Anadolu insanının gönül zenginliğinin resmi birer vesikası olan yüzlerce, binlerce çeşidi olan bu el sanatlarında doğa, çiçekler vazgeçilmez olgudur. Daha derinlere inecek olursak aslında her çiçeğin bir dili vardır. Her bir çiçek içinde derin manalar içeren mesajlar verir.

Kırmızı Gül: Aşk. Menekşe: Alçak Gönüllü. Mor Leylak: Yaşama Sevinci. Nergis: Kendine Yetme. Sümbül: Hüzün. Papatya: Sıhhat ve Bereket. Kamelya: Mağrur. Mor Salkım: İçtenlik. Pembe Lale: Anlayış. Gelincik: Mazlum Aşk.

Milas’ın Başparmak dağlarındaki bazı köylerde konukları yola uğurlarken bir deste çiçek verildiğini duymuştum. Bu ‘Tekrar buyurun’ anlamına gelirmiş.

Kâğıda sarılmış ve yarısına kadar suyla dolmuş çiçeklerin içinde mevzu bir demet sümbül. Manası: ‘Şişe beyaz su az sümbüller eder niyaz küskünlüğün ne ise üstündeki kâğıda yaz.’ Sevgiliye yollanan; Bir adet karanfil: ‘Olalım seninle bir’ Beş adet karanfil: ‘Olalım sana eş’ Yedi adet karanfil: ‘Aşkın beni yedi’ anlamındadır.

Seven delikanlı karanfil yollayamamışsa kendi başına taktığı karanfillerin sayısına göre aynı mesajları iletir. Başa, göğse, kuşağa takılan ya da ele alınan çiçekler de konuşurlar.
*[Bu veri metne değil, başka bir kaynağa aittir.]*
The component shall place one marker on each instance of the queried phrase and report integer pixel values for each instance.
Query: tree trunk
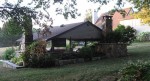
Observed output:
(28, 37)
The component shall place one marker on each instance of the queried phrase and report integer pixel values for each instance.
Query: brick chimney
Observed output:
(108, 25)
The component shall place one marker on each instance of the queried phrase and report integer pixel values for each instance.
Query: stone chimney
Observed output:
(108, 25)
(94, 16)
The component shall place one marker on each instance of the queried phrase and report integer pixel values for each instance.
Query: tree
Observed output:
(10, 32)
(139, 4)
(144, 15)
(88, 15)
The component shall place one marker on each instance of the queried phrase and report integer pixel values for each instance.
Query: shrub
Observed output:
(86, 53)
(9, 53)
(121, 34)
(17, 60)
(36, 55)
(144, 36)
(139, 71)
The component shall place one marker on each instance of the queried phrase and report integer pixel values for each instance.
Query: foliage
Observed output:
(10, 32)
(9, 53)
(86, 53)
(36, 56)
(17, 60)
(144, 36)
(121, 34)
(139, 71)
(88, 71)
(88, 15)
(139, 4)
(144, 15)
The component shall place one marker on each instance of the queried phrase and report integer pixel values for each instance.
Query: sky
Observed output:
(82, 6)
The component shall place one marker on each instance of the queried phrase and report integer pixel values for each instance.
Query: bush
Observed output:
(9, 53)
(121, 34)
(36, 56)
(144, 36)
(139, 71)
(86, 53)
(17, 60)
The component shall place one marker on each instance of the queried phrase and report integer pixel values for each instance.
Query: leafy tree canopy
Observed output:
(144, 15)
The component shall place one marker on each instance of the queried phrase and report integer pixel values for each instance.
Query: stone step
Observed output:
(8, 64)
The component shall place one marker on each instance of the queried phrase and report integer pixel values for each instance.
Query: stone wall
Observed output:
(112, 49)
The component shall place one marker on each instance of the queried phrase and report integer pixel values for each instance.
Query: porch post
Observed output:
(70, 44)
(85, 43)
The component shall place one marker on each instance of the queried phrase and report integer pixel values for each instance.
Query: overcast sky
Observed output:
(82, 6)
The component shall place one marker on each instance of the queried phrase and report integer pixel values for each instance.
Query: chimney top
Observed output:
(107, 17)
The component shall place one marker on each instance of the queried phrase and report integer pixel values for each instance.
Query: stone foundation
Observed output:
(112, 49)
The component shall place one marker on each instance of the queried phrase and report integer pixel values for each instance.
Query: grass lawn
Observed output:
(90, 71)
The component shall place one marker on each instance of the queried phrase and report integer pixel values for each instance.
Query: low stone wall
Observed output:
(112, 49)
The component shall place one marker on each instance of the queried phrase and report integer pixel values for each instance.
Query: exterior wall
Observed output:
(116, 19)
(136, 23)
(86, 31)
(112, 49)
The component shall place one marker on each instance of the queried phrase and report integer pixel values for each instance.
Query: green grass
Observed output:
(90, 71)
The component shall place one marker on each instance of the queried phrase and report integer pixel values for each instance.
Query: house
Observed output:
(127, 20)
(82, 31)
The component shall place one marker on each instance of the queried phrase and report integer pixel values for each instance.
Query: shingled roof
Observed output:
(59, 30)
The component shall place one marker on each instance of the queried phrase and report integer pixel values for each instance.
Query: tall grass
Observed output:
(90, 71)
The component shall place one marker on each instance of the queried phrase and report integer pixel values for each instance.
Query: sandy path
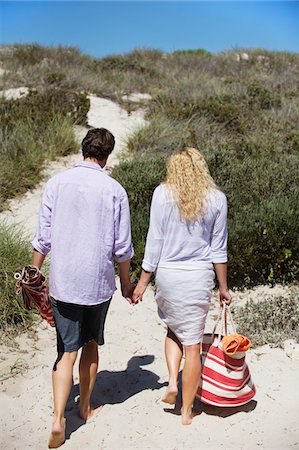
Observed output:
(133, 371)
(130, 384)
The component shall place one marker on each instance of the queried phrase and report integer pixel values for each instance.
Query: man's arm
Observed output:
(42, 241)
(127, 287)
(123, 249)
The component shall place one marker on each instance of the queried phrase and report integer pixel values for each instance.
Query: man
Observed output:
(84, 221)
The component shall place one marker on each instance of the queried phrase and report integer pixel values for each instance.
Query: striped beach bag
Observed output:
(225, 380)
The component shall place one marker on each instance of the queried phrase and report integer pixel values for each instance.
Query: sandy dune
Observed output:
(133, 372)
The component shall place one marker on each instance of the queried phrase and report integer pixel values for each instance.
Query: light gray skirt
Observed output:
(183, 295)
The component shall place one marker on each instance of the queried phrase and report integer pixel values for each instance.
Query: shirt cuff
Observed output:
(125, 256)
(40, 248)
(219, 259)
(148, 267)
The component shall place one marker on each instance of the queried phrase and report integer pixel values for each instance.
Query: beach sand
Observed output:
(132, 374)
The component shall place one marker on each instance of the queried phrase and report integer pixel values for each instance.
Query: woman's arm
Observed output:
(221, 273)
(219, 250)
(153, 248)
(141, 286)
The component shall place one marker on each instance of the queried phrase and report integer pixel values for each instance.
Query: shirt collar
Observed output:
(89, 165)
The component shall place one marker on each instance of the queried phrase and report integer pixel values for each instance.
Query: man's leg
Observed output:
(62, 380)
(88, 368)
(173, 354)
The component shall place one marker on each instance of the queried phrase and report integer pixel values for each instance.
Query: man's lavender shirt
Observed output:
(84, 221)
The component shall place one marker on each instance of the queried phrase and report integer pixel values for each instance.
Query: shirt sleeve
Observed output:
(42, 239)
(219, 233)
(155, 235)
(123, 248)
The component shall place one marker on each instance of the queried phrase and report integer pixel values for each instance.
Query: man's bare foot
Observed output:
(57, 436)
(170, 395)
(90, 412)
(187, 417)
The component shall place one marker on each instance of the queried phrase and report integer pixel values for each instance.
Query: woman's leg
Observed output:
(62, 380)
(173, 354)
(190, 380)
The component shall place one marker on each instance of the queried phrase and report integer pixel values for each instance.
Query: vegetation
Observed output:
(14, 254)
(270, 321)
(35, 129)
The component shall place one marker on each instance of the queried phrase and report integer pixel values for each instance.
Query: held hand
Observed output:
(127, 291)
(225, 297)
(138, 292)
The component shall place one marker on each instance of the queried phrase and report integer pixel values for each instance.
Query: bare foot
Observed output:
(170, 395)
(57, 436)
(187, 417)
(90, 412)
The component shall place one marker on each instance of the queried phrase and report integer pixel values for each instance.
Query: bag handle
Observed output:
(223, 315)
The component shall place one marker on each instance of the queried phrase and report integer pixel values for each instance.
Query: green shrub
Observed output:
(44, 105)
(25, 149)
(270, 321)
(262, 97)
(14, 255)
(196, 51)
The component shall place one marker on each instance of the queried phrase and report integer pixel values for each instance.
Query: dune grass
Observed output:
(14, 254)
(242, 115)
(270, 321)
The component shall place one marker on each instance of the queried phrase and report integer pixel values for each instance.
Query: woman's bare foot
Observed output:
(170, 395)
(187, 416)
(90, 412)
(57, 436)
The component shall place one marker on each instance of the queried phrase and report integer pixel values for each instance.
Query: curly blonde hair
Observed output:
(189, 180)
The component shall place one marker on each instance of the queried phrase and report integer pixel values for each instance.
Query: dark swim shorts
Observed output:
(76, 325)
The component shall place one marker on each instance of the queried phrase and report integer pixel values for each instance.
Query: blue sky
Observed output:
(102, 28)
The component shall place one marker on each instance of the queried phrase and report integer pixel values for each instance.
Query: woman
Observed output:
(186, 240)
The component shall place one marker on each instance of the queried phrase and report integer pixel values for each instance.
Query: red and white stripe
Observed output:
(225, 381)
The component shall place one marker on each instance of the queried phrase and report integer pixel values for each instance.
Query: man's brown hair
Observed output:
(98, 143)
Ayrı ayrı mesajlar iletirler sevgiliye.

Nergis: ‘Yüreğimi deldiniz oturalım diz be diz söyleşelim yüz be yüz’ Fulya: ‘Kurduğum hülya rakipler ölsün, bize kalsın dünya’, ‘Kurma efendim hülya ettiğim hülya, gördüğüm rüya sensiz dar olmuş başıma dünya’, ‘Dün gece gördüğüm rüya bugün başıma döndü dünya’

Zambak: ‘Ben öpeyim sen bak dön de halime bak’ Leylak: ‘Ne gezersin aylak aylak’ Yasemin: ‘Kulun olsun yar senin meclislerde methin gezer kimdir üstadın senin’, ‘Sabredelim efendim sen benimsin ben senin’, ‘Ne kadar eder isen yemin ben olayım senden emin’.

Sümbül: ‘Sevmez isen de yüzüme gül’ Şakayık: ‘Efendime lâyık’ Menekşe: ‘nadim ol ettiğin işe’ Şebboy: ‘İkimiz bir boy’ Zeren: ‘Canın kimi isterse onunla eğlen’ Fesleğen: ‘Ben coştum sende coş’ Tarçın: ‘Budur sözün gerçeği’ Lale: ‘Kodun beni bu hâle. Gönül böyle giderse meskenin tımarhane. Aşkınla girdim bu hâle’ Itırşahi: ‘sensin gönlümün padişahı’ Karanfil: ‘Kadrimi bil’ (Tansuğ, Sabiha; Çiçeklerin Dili (Lisan’ül Ezhar), Sanat Olayı, Haziran 1981.)

Yeryüzünün insana layık yaşanabilir bir yer olması, şehrin yeniden ruh kazanması; insanın özündeki güzeli, doğa ve çiçekle yaşama kültürünü; – çevresine, evine- kısacası yaşamının her alanına hâkim kılması ile mümkün olacaktır.

Aynı bilinçle yeni bir kültür oluşturmalıyız. Doğaya, güzele, yaşama, mutluluğa dönüş kültürü… Çiçeklerin dili, kentin betonlarına rağmen hala konuşmak istiyor. Duyuyor musunuz bize fısıldıyor… Yaşamı güzelleştirmek insanın elinde.